Notre contribution vise quatre objectifs. Premièrement, il s’agit d’expliquer pourquoi en tant que pays agricole, la Côte d’Ivoire a décidé de donner un appui à l’exploitation de ses ressources du sous-sol. Deuxièmement, il s’agit d’expliquer les attentes des populations riveraines des projets miniers. Troisièmement, il s’agit de donner les raisons pour lesquelles les populations et collectivités locales s’opposent au bon déroulement des projets miniers. Quatrièmement enfin, il s’agit de faire des propositions pour apaiser les relations entre l’exploitation minière et les populations environnantes des projets miniers.
II. Pourquoi des projets miniers en Côte d’Ivoire ?
De l’avis de la communauté minière et géologique ivoirienne, le potentiel minier ivoirien était connu à l’indépendance. C’est donc volontairement que l’Etat de Côte d’Ivoire, sous la guidance éclairée du Président Félix Houphouët-Boigny, a décidé de réserver sa mise en exploitation à plus tard, privilégiant du coup l’agriculture.
Il faut noter toutefois que l’exploitation industrielle des ressources minières n’est pas une première en Côte d’Ivoire. A Tortiya, de 1947 à 1975, la Saremci a exploité de façon industrielle le diamant. S’agissant du diamant, notre communauté, la communauté géologique et minière fait remarquer d’ailleurs « que de 1945 à fin 1949, [l’intérêt économique] du diamant fut totalement ignoré en Côte d’Ivoire. Chez les Européens, personne n’y croyait. Les Africains connaissaient bien l’or, en particulier en pays Baoulé, mais [l’intérêt économique du] diamant était totalement inconnu en Côte d’Ivoire. Ils ne savaient même pas ce que cela pouvait être.». (Pierre Legoux et André Marelle, 1991).
A Séguéla, l’exploitation industrielle de diamant a commencé en 1952 par la Sandramine puis la Sodiamci dès 1955, pour se terminer en 1971.
A Grand-Lahou, « le gisement de manganèse mis à nu par des travaux d’exploitation forestière en 1955 », a été exploité de façon industrielle de 1960 à 1970. Les travaux ont été arrêtés suite à l’effondrement des cours et non à cause de l’épuisement des réserves ; ils semblent avoir repris.
La colombo-tantalite a aussi fait l’objet d’exploitation de type industriel de 1957 à 1966 à Bouaké.
Jusqu’à la fin de ces activités d’exploitation industrielle au début des années 1980, suite à des chocs extérieurs, (chocs des cours des produits pétroliers, baisse des cours mondiaux des produits miniers) puisque la Côte d’Ivoire n’était pas consommatrice de ces produits, la contribution de l’activité minière à l’économie du pays est restée marginale.

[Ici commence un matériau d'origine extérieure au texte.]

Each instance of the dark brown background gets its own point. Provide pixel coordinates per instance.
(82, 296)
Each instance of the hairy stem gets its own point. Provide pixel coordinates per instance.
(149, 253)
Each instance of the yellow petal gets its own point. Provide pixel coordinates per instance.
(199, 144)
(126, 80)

Il faut préciser toutefois que cela n’a pas empêché que l’Etat :
• se dote de façon prospective d’infrastructures institutionnelles chargées de conduire l’exploration minière et le cas échéant d’exploiter les concentrations économiquement rentables,
• et initie des actions de coopération bilatérale et/ou multilatérale dans l’optique d’approfondir l’inventaire du potentiel minier national.

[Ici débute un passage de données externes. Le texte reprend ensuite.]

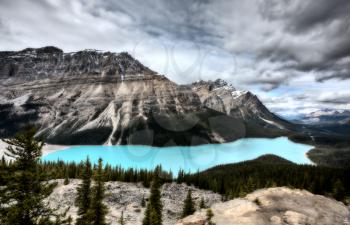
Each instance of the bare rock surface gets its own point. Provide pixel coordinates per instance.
(127, 197)
(275, 206)
(93, 97)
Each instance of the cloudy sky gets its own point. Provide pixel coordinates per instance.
(294, 54)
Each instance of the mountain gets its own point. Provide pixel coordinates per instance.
(93, 97)
(327, 117)
(242, 105)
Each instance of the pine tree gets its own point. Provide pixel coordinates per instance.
(153, 213)
(121, 219)
(83, 199)
(210, 215)
(188, 208)
(97, 210)
(21, 200)
(202, 204)
(143, 202)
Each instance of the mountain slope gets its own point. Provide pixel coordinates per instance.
(91, 97)
(242, 105)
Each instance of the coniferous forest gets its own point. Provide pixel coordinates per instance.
(24, 183)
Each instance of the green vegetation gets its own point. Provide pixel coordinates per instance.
(331, 156)
(97, 210)
(234, 180)
(210, 215)
(83, 199)
(21, 200)
(202, 204)
(153, 213)
(188, 208)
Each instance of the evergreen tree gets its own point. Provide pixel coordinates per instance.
(121, 219)
(153, 213)
(202, 204)
(210, 215)
(21, 200)
(143, 202)
(83, 199)
(97, 210)
(188, 208)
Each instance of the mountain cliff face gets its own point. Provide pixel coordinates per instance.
(92, 97)
(242, 105)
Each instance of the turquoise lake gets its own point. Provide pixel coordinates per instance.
(189, 158)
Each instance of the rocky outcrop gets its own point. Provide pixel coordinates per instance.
(93, 97)
(275, 206)
(127, 197)
(242, 105)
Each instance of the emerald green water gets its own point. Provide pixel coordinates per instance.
(189, 158)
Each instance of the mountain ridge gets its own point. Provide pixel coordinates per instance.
(94, 97)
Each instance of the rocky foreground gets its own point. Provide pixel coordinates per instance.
(273, 206)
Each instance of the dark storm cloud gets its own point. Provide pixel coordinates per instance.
(274, 43)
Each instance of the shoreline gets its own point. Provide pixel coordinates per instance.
(47, 148)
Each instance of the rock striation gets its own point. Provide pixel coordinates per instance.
(93, 97)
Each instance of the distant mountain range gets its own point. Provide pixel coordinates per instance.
(93, 97)
(327, 116)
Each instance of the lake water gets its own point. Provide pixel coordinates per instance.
(189, 158)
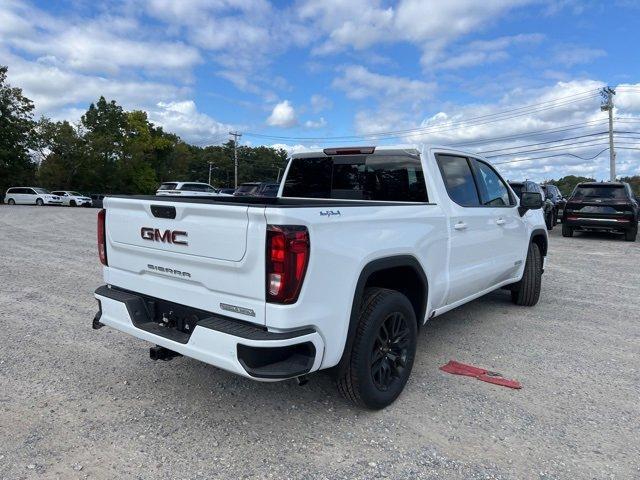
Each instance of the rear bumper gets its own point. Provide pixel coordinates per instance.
(235, 346)
(589, 223)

A notre avis, en procédant ainsi, l’Etat de Côte d’Ivoire savait que l’exploitation minière serait un jour, un autre souffle de son économie. En vérité, c’est la baisse des cours des matières premières agricoles et leurs conséquences néfastes sur l’économie ivoirienne au début des années 1980 qui vont, et nous pesons nos mots, à la limite convaincre et contraindre le Président Félix Houphouët-Boigny, en vrai connaisseur des coûts d’opportunité de l’exploitation minière, à considérer que le moment était venu pour que le secteur minier donne un « second souffle » à l’économie ivoirienne presqu’à genou.
Depuis cette date, l’Etat multiplie les actions et les initiatives pour que le secteur minier joue le rôle qui doit être le sien dans l’économie nationale. Plusieurs actes majeurs sont à signaler.
• D’abord, en acceptant que le Président Félix Houphouët-Boigny prenne sa première coupe de champagne à la découverte du pétrole en 1977, comme pour dire au monde qu’il avait des capacités de rebondissement face à la crise qui s’annonçait pour la décennie 1980-1990 ;
• Ensuite, en libéralisant l’exploitation artisanale de l’or et du diamant sur toute l’étendue du territoire national en 1984, comme pour demander aux populations ivoiriennes qui, reconnaissons-le, n’avaient pas forcément l’expertise minière, de trouver une alternative au chômage galopant, consécutif à l’abandon des plantations de café et de cacao, suite à la mévente des produits agricoles ;
• En faisant encore de la contribution des ressources minières au développement économique de la Côte d’Ivoire, une volonté politique clairement exprimée le 09 juin 1988 au cours du conseil des ministres, comme pour affirmer l’irréversibilité de la contribution du secteur minier au développement économique ;
• En permettant l’ouverture de la mine d’or d’Ity en 1989, et celle d’Aféma en 1992, et en couronnant le tout par l’adoption en 1995 d’un nouveau Code minier suivi de l’organisation d’un forum des investisseurs miniers et pétroliers en 1996 à Abidjan, comme pour s’ouvrir à la contribution de l’investissement étranger au développement du secteur minier.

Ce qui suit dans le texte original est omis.